July 14, 201312 yr Hi I'm using UNRAID for a while now but never actually replaced a drive. When I needed mor storage I just simply added a drive. Since I don't want to expand my array anymore with more drives, yesterday I replaced one 1TB drive with a 2TB one to gain some space. First I've noticed that after swapping the drive the drive wasn't blueballed (as explained in the wiki) but was simply redballed (wrong drive). I've started the rebuild process anyway and after an unresponsive server behaviour of about 15 minuets, the array came back online and has started rebuilding data on the new drive. What worries me now is the slow rebuilding speed. Speeds average between 5 and 10 mb/s which is really slow, it will take a full 3 days to rebuild the data, strange cause initially building my parity drive went much much faster (a couple of hours). What are normal rebuilding speeds about to be ?

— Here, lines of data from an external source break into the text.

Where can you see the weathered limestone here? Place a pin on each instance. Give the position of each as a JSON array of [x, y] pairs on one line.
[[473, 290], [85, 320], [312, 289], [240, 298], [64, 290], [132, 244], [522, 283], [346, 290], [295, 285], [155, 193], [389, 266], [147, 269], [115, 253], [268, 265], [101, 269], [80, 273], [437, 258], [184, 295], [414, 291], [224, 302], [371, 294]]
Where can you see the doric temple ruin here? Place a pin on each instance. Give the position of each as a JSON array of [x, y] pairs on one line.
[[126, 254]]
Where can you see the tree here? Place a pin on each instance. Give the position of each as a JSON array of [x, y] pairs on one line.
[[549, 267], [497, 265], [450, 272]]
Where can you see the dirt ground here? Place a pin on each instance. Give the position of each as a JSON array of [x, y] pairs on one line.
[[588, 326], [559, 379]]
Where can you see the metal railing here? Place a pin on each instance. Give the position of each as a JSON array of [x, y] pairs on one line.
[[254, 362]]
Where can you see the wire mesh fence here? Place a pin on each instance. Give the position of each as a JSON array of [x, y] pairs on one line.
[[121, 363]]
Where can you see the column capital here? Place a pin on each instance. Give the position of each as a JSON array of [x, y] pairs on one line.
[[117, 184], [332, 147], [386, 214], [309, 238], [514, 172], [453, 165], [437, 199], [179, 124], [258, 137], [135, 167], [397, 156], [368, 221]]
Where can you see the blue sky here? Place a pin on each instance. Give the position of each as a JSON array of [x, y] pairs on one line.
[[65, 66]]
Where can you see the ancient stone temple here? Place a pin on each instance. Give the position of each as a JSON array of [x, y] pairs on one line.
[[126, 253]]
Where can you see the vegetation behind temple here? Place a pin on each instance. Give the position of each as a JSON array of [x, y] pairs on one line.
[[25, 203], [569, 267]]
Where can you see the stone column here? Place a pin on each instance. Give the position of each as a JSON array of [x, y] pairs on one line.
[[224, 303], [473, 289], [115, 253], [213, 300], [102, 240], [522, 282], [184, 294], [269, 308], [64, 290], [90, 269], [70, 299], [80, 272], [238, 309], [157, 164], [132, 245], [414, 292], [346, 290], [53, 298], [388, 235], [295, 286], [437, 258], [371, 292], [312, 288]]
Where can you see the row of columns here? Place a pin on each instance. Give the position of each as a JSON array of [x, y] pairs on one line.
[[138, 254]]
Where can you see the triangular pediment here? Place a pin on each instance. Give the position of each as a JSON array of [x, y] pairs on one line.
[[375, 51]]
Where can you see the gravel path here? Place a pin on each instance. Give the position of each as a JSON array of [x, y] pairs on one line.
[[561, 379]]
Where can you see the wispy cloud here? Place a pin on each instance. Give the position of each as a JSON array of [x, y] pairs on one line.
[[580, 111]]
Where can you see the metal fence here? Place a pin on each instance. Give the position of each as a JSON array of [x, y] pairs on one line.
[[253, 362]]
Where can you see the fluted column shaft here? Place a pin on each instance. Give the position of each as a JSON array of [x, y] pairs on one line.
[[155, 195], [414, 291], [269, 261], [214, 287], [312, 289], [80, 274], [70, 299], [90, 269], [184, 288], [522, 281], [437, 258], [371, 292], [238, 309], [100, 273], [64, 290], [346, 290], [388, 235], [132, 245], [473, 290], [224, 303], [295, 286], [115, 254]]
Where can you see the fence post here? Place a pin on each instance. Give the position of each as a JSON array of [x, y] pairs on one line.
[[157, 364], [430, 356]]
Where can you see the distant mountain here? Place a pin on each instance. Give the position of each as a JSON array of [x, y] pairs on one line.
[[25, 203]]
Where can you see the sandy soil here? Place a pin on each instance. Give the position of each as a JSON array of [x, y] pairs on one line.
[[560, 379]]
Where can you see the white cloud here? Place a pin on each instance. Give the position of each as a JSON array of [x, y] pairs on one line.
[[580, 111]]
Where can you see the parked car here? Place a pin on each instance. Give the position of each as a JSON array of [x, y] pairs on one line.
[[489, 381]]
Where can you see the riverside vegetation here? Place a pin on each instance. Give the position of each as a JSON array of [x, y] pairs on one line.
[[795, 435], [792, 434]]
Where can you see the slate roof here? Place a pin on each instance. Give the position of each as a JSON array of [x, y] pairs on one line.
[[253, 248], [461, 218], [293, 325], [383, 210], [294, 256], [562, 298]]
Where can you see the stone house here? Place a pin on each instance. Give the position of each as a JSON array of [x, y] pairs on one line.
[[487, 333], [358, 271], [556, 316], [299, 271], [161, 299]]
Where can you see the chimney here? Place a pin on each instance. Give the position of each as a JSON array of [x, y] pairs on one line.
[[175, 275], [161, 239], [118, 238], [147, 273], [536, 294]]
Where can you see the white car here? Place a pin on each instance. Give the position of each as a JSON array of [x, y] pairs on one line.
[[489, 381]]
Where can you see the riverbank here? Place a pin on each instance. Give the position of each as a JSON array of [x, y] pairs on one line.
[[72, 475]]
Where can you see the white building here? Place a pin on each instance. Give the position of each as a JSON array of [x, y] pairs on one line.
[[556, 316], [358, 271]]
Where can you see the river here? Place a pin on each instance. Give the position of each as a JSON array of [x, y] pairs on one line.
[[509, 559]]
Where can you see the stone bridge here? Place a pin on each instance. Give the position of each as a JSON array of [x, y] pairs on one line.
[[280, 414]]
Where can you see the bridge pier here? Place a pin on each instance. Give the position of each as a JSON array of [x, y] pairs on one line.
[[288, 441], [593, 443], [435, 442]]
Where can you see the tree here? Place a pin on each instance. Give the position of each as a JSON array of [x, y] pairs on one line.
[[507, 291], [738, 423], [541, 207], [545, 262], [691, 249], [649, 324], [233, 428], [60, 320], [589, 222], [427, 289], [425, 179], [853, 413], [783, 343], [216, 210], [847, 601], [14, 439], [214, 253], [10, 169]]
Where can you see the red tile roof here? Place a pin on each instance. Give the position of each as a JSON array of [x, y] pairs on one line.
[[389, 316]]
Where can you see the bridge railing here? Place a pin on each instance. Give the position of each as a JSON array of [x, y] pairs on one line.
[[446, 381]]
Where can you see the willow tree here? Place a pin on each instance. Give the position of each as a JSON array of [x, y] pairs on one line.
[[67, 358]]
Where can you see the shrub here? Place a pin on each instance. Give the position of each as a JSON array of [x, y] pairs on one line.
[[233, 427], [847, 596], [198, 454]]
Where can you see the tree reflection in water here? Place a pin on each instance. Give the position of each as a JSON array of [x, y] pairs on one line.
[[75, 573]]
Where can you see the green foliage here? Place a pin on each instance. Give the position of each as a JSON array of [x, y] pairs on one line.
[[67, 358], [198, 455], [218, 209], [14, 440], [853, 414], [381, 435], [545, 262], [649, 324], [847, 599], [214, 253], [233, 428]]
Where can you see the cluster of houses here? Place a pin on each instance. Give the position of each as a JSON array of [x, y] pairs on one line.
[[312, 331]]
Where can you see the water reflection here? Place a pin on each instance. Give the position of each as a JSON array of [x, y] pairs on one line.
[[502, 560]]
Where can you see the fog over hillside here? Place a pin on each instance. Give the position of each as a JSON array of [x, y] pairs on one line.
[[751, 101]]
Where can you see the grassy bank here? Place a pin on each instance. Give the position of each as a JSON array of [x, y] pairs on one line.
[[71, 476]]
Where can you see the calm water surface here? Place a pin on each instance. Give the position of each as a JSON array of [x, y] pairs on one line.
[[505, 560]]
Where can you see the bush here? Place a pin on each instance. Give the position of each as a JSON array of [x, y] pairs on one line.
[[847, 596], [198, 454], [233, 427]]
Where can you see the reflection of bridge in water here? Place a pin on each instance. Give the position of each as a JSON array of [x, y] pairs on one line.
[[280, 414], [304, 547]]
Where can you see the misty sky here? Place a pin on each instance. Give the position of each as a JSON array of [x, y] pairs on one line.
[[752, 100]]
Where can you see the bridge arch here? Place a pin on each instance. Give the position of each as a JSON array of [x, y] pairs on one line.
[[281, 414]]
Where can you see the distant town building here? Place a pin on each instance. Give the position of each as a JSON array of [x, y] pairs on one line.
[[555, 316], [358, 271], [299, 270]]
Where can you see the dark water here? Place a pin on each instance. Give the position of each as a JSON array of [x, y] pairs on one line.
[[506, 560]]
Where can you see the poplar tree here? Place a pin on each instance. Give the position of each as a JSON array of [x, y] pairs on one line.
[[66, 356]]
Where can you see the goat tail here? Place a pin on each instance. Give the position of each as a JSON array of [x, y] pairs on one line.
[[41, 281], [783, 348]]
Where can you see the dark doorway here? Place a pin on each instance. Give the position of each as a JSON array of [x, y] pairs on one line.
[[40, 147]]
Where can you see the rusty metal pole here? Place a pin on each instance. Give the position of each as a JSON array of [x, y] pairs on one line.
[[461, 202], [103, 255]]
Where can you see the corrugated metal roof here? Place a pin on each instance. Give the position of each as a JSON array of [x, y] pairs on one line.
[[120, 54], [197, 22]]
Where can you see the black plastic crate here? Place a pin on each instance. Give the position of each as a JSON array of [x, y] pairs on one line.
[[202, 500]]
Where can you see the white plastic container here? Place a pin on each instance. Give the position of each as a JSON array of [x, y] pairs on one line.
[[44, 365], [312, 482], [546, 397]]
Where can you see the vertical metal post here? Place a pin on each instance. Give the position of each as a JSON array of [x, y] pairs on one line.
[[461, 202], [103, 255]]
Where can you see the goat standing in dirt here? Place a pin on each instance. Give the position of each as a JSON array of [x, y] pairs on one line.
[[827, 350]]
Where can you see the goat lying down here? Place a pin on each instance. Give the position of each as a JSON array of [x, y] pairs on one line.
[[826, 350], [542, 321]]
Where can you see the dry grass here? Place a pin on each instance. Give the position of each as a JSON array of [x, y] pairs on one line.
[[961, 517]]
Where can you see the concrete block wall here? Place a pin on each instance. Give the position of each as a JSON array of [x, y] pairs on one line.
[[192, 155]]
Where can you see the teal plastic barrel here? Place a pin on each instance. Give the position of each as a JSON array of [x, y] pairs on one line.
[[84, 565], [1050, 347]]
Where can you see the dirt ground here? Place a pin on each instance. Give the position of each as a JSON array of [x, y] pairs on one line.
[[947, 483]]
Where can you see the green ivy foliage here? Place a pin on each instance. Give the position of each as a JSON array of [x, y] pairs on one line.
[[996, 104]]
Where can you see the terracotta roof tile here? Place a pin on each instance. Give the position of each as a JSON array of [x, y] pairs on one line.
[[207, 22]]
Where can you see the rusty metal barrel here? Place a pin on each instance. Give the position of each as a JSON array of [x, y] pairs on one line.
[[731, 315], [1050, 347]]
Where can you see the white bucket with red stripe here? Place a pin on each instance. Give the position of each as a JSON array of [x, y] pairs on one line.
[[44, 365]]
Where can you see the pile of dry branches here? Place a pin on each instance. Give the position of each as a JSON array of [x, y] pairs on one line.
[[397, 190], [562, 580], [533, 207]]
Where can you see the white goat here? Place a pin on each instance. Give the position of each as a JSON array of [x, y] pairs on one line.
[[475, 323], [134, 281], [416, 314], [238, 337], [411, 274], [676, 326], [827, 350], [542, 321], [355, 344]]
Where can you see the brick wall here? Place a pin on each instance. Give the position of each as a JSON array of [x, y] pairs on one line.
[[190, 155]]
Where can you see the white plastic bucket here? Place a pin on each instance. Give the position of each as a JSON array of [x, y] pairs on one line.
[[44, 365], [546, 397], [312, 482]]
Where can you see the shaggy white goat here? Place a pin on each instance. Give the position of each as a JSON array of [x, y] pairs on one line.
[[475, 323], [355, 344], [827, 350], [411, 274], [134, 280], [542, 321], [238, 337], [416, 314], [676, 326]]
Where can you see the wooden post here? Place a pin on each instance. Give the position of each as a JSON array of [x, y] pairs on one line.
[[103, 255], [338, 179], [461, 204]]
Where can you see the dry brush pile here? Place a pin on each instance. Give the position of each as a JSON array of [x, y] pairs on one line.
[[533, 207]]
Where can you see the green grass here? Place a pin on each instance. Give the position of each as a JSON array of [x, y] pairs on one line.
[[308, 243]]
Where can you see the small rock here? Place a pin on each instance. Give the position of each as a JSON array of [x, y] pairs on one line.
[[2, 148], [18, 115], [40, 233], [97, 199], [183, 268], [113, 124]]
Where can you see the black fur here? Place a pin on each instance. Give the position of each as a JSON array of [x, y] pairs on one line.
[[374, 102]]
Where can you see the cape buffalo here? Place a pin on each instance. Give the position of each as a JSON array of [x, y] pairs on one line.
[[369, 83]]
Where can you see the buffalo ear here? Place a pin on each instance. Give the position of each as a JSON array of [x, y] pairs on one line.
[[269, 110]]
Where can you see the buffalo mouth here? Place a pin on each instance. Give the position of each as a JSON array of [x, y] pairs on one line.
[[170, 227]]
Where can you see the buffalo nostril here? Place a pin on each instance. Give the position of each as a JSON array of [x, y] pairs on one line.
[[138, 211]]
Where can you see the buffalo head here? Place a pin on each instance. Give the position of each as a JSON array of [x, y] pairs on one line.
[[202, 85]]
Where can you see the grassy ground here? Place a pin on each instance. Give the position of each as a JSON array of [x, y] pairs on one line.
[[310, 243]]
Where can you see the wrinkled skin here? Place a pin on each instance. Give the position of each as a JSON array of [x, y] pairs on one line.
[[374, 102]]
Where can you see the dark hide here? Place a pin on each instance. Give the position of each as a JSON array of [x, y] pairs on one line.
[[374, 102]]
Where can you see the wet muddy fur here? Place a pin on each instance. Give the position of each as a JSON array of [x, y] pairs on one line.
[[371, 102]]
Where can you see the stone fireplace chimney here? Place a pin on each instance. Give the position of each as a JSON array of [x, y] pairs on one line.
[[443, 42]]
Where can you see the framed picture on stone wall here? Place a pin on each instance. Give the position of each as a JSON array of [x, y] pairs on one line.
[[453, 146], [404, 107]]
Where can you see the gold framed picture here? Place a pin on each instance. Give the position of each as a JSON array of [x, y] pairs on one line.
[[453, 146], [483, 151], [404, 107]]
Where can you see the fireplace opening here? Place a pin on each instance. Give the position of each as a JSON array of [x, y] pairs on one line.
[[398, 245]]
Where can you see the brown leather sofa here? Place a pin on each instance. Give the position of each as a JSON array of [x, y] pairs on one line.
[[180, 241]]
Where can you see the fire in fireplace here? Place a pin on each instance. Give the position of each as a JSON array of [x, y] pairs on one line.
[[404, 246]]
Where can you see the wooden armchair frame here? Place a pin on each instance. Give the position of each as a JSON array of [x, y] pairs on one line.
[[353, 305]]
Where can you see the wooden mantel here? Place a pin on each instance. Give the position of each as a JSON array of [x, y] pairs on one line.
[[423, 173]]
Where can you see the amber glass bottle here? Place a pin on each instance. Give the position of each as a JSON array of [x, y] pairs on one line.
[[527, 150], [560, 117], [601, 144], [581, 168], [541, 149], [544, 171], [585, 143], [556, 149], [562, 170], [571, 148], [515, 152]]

July 14, 201312 yr That sounds slow - I would expect speeds of 50+MB/sec although it can vary with hardware. You should post a syslog so we can see what errors (if any) are being reported.
July 16, 201312 yr Author This weekend speeds even dropped to a mere 2Mb/s. Since yesterday evening unraid main page fully unresponsive (unable to connect through webinterface). Array (shares) accessible though All drives spinnning (so definitely the process is still running). Maybe cpu or memory under full load or so (100%) Acces through console is possible, does anyone now how I can monitor the process in command line ?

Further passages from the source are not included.